Compared with the prior art, the invention has the following advantages and beneficial effects:
The method comprises the steps of obtaining function feature vectors through a function AST structure of source codes of open source software, constructing a function feature dictionary for each TPL by using the function feature vectors, merging feature dictionaries of all TPLs to generate a vector index library, recording a function clone pair set, obtaining reuse frequency of each function based on the function clone pair set, filtering common functions with abnormal reuse frequency to obtain a core vector index library, carrying out TPL reuse detection on software to be detected based on the core vector index library, and determining a reuse TPL function set according to the TPL candidate item of misjudgment of function feature ratio of the reuse TPL candidate item. The method is based on the structural characteristics of the function AST, the robustness of TPL detection in a modified reuse scene is remarkably improved, missing report is effectively reduced, the influence of interference functions is reduced by filtering common functions with frequency exceeding a normal range based on an abnormal detection technology, the accuracy of TPL reuse detection is improved, false report is effectively reduced, the reuse TPL candidate item which is mistakenly identified is effectively filtered by adopting a dynamic duty ratio screening strategy, the accuracy of TPL reuse detection is further improved, and meanwhile, compared with the traditional method, the method has higher detection efficiency and lower storage requirement.
Drawings
Fig. 1 is a general frame schematic of the present method.
Fig. 2 is a schematic diagram of structure vector coding.
FIG. 3 is feature dictionary building pseudocode.
FIG. 4 is a vector index merge pseudocode.
FIG. 5 is a flow chart of a common function filtering method based on outlier detection.
FIG. 6 is a graph showing the comparison of the accuracy of the detection results of different methods.
Detailed Description
The following will make clear and complete description of the technical solution according to the present invention, with reference to the accompanying drawings, so as to further understand the concept of the present invention, the technical problems to be solved, the technical features constituting the technical solution, and the technical effects brought thereby.
The general flow chart of the method is shown in fig. 1, and specifically comprises the following steps:
Step S1, extracting function characteristics, collecting source codes of large-scale open source software OSS (Open Source Software, OSS) and different versions thereof, preprocessing the source codes, and comprising the following steps:
s11, OSS data collection, a Git API or a crawler is utilized to collect an effective open source code repo warehouse, for example, a version tag list of the warehouse and the release time of the version tag list are obtained through a Git tag command, and file change conditions between adjacent versions are identified through a Git diff command.

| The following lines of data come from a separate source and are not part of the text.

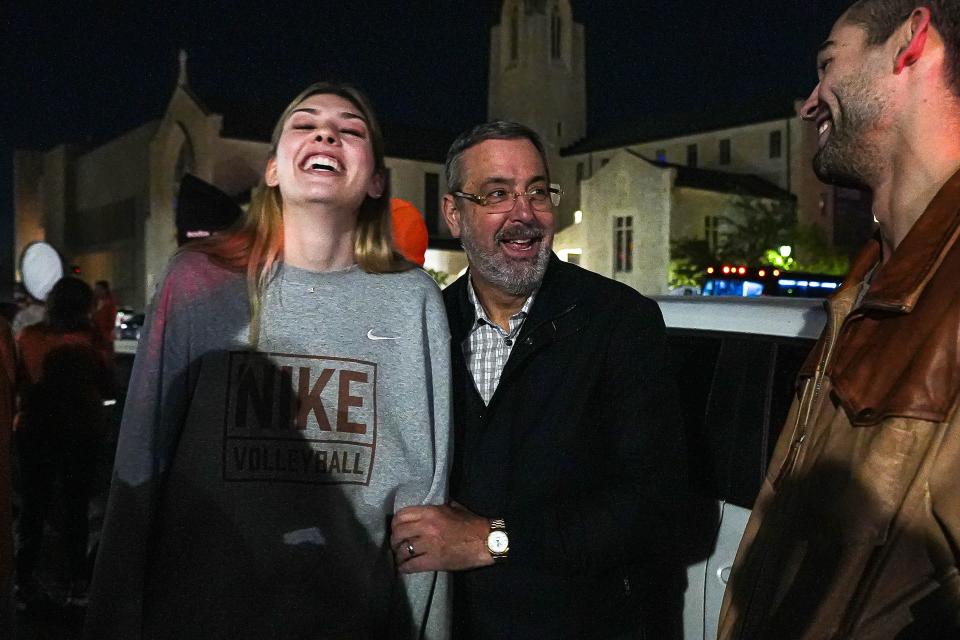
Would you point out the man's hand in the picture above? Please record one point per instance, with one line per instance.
(443, 538)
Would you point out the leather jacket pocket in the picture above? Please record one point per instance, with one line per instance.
(857, 485)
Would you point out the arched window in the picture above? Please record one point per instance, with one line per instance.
(515, 33)
(556, 33)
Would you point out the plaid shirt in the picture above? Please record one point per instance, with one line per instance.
(487, 346)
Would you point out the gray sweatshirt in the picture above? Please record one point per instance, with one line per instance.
(253, 489)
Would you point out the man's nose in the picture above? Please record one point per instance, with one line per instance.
(808, 110)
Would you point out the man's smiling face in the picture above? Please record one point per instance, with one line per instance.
(509, 251)
(849, 107)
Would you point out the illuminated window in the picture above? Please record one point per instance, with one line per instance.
(711, 231)
(515, 34)
(725, 151)
(623, 243)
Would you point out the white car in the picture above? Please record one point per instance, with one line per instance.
(736, 361)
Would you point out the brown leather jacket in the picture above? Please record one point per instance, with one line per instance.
(856, 531)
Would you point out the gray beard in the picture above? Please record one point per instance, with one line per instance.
(848, 158)
(518, 278)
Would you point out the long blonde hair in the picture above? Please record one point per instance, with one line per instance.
(255, 244)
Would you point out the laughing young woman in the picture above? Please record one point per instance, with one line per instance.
(290, 392)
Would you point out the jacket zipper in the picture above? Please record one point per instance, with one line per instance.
(806, 410)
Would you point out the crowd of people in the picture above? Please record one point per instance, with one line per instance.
(317, 442)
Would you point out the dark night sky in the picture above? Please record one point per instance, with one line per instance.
(84, 71)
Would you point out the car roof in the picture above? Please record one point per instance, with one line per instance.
(769, 316)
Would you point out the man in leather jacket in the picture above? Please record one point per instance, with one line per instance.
(568, 465)
(856, 531)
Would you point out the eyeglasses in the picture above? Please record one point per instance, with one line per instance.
(502, 201)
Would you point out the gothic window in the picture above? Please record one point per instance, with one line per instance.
(185, 164)
(623, 244)
(556, 34)
(711, 232)
(515, 34)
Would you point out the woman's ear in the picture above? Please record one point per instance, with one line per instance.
(919, 26)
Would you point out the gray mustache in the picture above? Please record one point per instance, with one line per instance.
(519, 234)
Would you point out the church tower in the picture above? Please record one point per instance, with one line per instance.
(537, 77)
(537, 70)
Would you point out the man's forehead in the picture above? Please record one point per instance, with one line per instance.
(845, 33)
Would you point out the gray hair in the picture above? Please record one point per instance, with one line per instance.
(494, 130)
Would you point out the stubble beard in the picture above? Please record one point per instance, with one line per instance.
(516, 277)
(849, 157)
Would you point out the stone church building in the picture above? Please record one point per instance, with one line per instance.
(111, 210)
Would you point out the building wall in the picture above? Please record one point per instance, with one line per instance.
(540, 89)
(627, 187)
(238, 165)
(691, 207)
(185, 125)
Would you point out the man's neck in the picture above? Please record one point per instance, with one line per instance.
(499, 305)
(928, 156)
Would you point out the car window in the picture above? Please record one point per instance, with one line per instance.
(735, 392)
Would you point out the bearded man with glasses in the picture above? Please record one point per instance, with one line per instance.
(568, 463)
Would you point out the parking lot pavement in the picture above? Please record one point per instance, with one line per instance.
(53, 617)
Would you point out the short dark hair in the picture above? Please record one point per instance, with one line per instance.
(880, 18)
(69, 304)
(494, 130)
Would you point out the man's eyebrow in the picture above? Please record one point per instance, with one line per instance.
(502, 180)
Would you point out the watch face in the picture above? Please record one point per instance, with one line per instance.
(498, 542)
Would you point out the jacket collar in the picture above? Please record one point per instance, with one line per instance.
(553, 297)
(898, 284)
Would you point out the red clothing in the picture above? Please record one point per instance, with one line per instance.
(409, 230)
(39, 340)
(7, 377)
(105, 318)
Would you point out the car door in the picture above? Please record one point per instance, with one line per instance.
(736, 389)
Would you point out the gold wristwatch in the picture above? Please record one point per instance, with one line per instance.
(498, 544)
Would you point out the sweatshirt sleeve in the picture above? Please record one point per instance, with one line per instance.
(153, 416)
(428, 594)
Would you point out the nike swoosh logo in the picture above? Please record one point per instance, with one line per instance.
(373, 336)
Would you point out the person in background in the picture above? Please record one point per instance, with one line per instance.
(409, 231)
(105, 314)
(7, 404)
(290, 392)
(65, 375)
(30, 310)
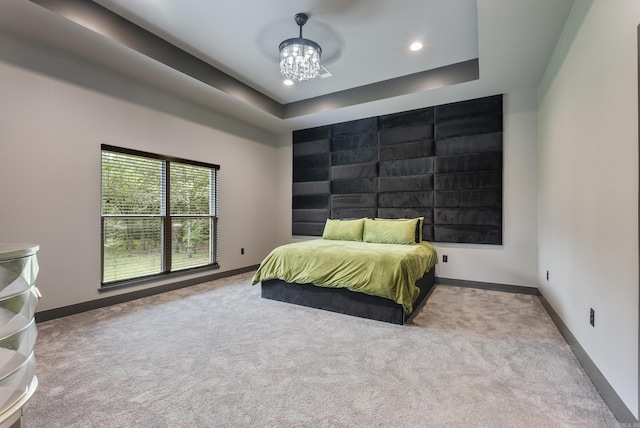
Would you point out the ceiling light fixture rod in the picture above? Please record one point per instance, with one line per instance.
(300, 57)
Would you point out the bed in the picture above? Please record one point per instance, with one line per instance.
(372, 268)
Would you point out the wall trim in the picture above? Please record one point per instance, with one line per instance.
(519, 289)
(121, 298)
(604, 388)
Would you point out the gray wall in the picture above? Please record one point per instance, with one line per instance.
(50, 136)
(588, 186)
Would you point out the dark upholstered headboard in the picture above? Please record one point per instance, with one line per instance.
(443, 163)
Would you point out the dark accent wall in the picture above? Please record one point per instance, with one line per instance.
(442, 162)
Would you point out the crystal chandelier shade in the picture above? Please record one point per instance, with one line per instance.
(299, 57)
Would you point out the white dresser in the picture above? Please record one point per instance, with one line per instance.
(18, 300)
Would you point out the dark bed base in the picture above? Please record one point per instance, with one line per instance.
(346, 302)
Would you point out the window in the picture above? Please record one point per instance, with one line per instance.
(159, 215)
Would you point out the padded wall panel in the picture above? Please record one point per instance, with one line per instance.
(355, 127)
(307, 229)
(470, 180)
(312, 147)
(468, 234)
(416, 149)
(406, 118)
(462, 216)
(350, 157)
(311, 180)
(405, 199)
(489, 161)
(367, 200)
(406, 213)
(406, 134)
(317, 160)
(311, 174)
(353, 142)
(310, 201)
(469, 198)
(312, 134)
(468, 126)
(361, 185)
(407, 167)
(317, 216)
(491, 142)
(486, 105)
(354, 171)
(428, 233)
(408, 182)
(312, 188)
(443, 163)
(354, 212)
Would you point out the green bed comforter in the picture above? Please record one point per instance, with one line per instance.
(383, 270)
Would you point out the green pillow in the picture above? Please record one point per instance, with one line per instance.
(343, 230)
(387, 231)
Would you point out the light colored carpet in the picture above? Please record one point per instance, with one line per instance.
(217, 355)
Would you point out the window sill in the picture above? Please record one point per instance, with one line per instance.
(156, 278)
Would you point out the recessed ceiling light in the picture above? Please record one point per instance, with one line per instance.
(415, 46)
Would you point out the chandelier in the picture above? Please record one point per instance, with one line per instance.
(300, 58)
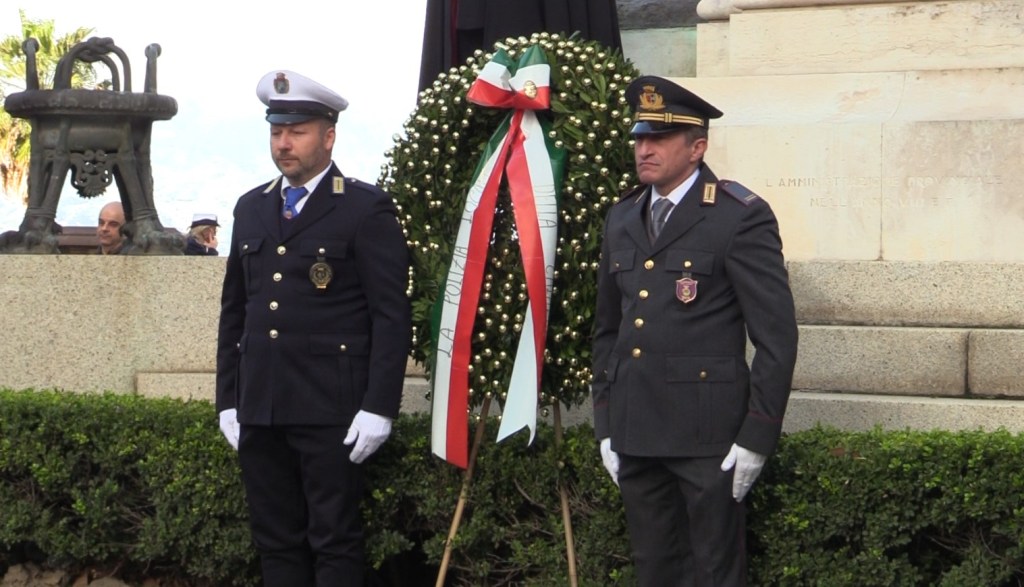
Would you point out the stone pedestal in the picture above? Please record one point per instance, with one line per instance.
(889, 139)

S12, OSS data preprocessing, which comprises the following steps:
S121, for each source code file, unnecessary comments and blank lines are eliminated, and invalid information interference is avoided;
S122, based on a public source code analysis tool Tree-sitter, performing function segmentation on the source codes and extracting a function AST structure of the source codes;
S123, analyzing the function AST structure into vectors with two different structural features according to the degree and the order of node types in the function AST structure, and performing feature stitching on the two vectors to generate a function feature vector;
As shown in FIG. 2, the conversion from function AST structure information to fixed length vector is efficiently completed by TreeCen algorithm, wherein the dimension of the feature vector is determined by the number of necessary C/C++ AST node types and can be obtained through the configuration file node-types. Json of the analysis tool;
In order to cope with the limitation of node degree characteristics in TypeII, typeIII code cloning problems (such as variable name modification and code adjacent node position interchange), the method analyzes the degree (degree) and sequence (sequence) of node types in the function AST structure of the source code to obtain vectors of two different structural characteristics, and then generates a final function characteristic vector v through characteristic splicing, wherein the calculation formula is as follows:
v=βv1+(1-β)v2,β∈[0,1]
Wherein v 1 represents a vector obtained from the sum of degrees of each node type, v 2 represents a vector obtained from the sum of orders of each node type, and β represents a weight occupied by v 1 in feature stitching;
the method solves the invalidation problem of TypeII, typeIII code cloning (such as variable name modification and code adjacent node position interchange) based on the function AST structural characteristics, remarkably improves the robustness of TPL detection under the modified reuse scene, and effectively reduces the missing report condition.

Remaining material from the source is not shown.